4.2.2 Subject Verb Agreement (SVA):
In this task, the goal is to choose the appropriate verb inflection (singular, plural) based on the plurality of the subject. We use the variant of SVA across a relative clause for the results below.
Example:
The carpenters that the dancers praise
Expected next token: are
=======================
The carpenter that the dancers praise
Expected next token: is
Analysis:
SVA is a relatively easy task that is even possible for pythia-70m, as shown by Marks et al. [1].
Here, IG and learned binary masking have more similar performance.
Still, learned binary masking finds circuits with fewer latents that are more faithful.
4.2.3 IOI:
In this task, the goal is to identify the indirect object in the sentence, proposed by Wang et al. [5].
Example:
Clean Prompt = "When Mary and John went to the store, John gave a drink to"
Expected next token = "Mary"
Corrupted Prompt = "When David and Bob went to the store, Emily gave a drink to"
Analysis:
The discovered mechanism by Wang et al. [5] is attention based, relying on duplicate token heads, name movers, induction heads, and more. We chose this as a stress test for our methods.
Because we have residual SAEs, every SAE needs to contain all of the information future layers require. For any given name to pass through the entire model, it needs a node in every SAE.
Thus, number of nodes required to recover performance is quite high. We find many latents related to individual names when inspecting the circuit.

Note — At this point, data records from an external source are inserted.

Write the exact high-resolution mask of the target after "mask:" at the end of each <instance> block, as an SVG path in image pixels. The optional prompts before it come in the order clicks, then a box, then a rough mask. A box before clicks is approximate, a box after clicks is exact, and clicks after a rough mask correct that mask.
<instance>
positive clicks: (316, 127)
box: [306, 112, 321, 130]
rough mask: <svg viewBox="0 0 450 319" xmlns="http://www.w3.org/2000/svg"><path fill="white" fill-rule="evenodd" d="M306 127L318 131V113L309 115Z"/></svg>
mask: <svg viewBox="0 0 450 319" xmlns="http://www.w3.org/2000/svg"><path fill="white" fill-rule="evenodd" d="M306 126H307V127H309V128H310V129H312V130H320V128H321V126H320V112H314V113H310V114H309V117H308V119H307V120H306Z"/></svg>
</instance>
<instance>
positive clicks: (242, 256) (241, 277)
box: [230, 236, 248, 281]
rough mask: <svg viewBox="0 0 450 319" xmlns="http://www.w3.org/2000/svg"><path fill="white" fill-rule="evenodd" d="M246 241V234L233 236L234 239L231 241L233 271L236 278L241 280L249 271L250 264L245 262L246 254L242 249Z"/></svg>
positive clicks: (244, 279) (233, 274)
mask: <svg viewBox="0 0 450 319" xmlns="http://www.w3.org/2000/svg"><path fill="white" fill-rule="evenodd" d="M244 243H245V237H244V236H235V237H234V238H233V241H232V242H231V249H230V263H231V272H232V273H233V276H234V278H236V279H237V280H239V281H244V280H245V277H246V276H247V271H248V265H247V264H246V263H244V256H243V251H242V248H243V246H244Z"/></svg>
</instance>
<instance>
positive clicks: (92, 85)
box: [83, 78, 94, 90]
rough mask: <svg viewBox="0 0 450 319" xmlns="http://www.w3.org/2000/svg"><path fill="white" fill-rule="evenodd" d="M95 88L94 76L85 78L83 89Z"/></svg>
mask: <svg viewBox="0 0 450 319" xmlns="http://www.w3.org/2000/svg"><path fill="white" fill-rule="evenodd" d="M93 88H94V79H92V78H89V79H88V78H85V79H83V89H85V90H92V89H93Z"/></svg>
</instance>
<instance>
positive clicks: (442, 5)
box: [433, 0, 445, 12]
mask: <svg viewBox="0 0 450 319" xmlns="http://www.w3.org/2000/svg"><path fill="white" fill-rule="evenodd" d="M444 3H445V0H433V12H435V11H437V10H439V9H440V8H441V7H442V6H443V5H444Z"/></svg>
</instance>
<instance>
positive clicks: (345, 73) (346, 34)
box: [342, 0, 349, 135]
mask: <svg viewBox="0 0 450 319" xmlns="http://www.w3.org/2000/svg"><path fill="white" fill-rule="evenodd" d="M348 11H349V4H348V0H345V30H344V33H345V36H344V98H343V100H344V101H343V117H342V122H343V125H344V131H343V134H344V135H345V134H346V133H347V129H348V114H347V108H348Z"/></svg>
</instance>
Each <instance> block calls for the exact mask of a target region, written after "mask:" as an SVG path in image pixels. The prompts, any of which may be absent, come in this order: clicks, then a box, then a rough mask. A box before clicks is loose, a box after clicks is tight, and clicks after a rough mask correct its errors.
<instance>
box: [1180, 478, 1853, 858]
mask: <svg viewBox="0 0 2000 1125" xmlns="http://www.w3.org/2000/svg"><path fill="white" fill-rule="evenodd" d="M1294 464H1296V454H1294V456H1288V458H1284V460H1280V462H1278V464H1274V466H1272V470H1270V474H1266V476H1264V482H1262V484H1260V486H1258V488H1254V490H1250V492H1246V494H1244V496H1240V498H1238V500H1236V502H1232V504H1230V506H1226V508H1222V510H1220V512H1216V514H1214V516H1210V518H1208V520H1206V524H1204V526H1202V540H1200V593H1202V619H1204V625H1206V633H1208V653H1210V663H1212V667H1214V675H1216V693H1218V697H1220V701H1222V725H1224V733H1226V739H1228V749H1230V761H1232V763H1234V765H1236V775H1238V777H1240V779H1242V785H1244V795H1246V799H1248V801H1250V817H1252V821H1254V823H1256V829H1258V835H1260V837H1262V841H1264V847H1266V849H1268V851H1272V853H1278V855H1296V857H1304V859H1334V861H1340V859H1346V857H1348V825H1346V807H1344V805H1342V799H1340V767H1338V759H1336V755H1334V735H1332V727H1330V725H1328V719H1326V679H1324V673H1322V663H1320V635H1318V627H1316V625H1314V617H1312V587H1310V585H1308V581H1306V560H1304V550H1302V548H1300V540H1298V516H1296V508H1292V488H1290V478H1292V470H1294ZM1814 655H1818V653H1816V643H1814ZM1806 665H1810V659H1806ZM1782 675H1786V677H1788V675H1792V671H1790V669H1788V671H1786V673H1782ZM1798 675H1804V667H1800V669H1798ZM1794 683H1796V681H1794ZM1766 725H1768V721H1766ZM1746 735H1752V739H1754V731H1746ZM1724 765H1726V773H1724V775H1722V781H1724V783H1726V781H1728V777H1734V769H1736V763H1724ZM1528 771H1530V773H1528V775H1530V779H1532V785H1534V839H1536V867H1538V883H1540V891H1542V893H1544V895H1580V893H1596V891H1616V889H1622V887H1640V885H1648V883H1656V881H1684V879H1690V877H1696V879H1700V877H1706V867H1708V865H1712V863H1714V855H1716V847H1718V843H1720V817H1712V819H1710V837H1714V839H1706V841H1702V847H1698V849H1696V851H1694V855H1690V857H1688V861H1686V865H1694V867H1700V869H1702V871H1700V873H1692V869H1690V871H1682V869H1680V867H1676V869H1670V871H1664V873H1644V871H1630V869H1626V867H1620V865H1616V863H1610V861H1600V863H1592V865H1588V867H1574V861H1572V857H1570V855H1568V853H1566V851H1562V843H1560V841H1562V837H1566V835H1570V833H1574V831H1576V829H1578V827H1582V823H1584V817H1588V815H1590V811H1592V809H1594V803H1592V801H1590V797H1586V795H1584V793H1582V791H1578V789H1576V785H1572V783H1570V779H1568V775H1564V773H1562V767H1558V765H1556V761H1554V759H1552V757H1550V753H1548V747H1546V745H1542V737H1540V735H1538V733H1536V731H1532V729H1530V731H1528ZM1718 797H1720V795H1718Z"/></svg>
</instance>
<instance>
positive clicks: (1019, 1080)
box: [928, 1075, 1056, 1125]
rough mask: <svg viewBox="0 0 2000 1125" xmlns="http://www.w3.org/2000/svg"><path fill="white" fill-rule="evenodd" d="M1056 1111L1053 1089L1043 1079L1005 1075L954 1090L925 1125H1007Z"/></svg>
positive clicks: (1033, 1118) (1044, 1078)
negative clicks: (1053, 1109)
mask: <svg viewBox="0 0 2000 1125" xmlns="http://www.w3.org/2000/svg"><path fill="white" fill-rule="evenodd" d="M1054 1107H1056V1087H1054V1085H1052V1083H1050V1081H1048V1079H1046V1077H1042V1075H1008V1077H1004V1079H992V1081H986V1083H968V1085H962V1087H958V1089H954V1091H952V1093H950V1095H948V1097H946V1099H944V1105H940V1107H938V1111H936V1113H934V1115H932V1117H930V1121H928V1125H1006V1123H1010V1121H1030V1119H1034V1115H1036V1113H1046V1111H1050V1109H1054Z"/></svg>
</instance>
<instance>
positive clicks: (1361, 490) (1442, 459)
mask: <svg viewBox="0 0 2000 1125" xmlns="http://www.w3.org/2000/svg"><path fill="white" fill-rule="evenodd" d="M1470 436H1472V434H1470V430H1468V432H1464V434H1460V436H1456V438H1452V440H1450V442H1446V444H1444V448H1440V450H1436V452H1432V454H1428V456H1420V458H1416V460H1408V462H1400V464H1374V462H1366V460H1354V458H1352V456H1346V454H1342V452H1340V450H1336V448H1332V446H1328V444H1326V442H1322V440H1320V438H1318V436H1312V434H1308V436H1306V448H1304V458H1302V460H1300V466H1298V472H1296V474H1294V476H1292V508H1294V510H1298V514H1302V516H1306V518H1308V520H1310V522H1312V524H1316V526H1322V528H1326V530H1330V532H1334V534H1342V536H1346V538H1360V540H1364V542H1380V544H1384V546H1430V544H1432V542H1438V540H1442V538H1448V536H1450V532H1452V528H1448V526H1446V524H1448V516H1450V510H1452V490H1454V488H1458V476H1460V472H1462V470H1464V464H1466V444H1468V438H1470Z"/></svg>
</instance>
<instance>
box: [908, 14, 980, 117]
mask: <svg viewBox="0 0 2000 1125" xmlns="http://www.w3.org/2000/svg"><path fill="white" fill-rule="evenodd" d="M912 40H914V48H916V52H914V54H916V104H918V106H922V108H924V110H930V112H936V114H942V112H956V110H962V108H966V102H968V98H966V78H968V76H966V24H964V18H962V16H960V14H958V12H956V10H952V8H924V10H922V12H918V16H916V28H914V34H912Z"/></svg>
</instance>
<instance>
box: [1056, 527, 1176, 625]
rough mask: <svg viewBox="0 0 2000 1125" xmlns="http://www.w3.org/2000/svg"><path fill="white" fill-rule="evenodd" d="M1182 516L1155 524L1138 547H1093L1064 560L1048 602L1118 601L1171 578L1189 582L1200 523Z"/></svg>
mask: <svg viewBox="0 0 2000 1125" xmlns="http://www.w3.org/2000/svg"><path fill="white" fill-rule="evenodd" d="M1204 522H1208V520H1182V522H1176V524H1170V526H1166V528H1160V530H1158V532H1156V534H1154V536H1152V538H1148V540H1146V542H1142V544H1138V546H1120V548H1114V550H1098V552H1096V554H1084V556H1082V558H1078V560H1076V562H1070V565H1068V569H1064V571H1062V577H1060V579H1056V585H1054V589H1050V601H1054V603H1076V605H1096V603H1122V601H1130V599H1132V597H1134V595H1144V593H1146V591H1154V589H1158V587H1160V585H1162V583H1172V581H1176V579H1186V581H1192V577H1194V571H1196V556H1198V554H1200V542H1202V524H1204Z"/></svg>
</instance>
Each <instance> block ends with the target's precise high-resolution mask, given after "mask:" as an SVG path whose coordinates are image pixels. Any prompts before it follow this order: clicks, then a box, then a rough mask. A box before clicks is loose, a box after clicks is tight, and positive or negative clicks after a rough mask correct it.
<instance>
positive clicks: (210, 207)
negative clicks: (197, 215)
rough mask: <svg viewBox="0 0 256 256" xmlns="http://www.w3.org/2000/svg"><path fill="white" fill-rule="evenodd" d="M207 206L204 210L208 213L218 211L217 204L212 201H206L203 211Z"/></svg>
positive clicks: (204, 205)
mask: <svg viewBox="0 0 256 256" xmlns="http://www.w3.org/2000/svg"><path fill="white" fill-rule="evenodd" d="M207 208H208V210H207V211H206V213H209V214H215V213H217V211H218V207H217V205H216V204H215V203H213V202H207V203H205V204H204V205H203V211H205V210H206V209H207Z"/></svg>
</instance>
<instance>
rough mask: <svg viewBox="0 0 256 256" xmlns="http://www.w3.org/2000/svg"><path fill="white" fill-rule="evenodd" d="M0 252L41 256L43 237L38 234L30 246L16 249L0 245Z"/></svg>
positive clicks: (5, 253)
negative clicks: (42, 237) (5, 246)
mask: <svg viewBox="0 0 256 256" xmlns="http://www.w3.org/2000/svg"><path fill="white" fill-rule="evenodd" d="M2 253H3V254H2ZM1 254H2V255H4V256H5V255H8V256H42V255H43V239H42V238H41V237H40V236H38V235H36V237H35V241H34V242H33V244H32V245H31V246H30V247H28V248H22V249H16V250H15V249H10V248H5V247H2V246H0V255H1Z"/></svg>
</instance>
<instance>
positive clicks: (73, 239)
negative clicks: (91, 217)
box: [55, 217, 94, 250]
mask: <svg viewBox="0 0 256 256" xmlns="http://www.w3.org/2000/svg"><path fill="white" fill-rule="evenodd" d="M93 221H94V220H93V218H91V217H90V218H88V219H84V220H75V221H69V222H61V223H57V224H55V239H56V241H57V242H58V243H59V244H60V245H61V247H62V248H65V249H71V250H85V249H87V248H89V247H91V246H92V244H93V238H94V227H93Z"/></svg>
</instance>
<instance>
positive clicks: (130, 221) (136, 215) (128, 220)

Again, learned masking finds circuits with greater faithfulness and fewer latents than IG.
4.3 Completeness
As our binary mask training method does not involve explicit indirect effect calculation, it might be possible that we find circuits containing a set of latents that optimize the performance of the task but aren’t actually used by the model. To make sure that this is not occurring we rely on the completeness metric—a measure of how much the entire model’s performance is harmed by removing nodes from within our circuit.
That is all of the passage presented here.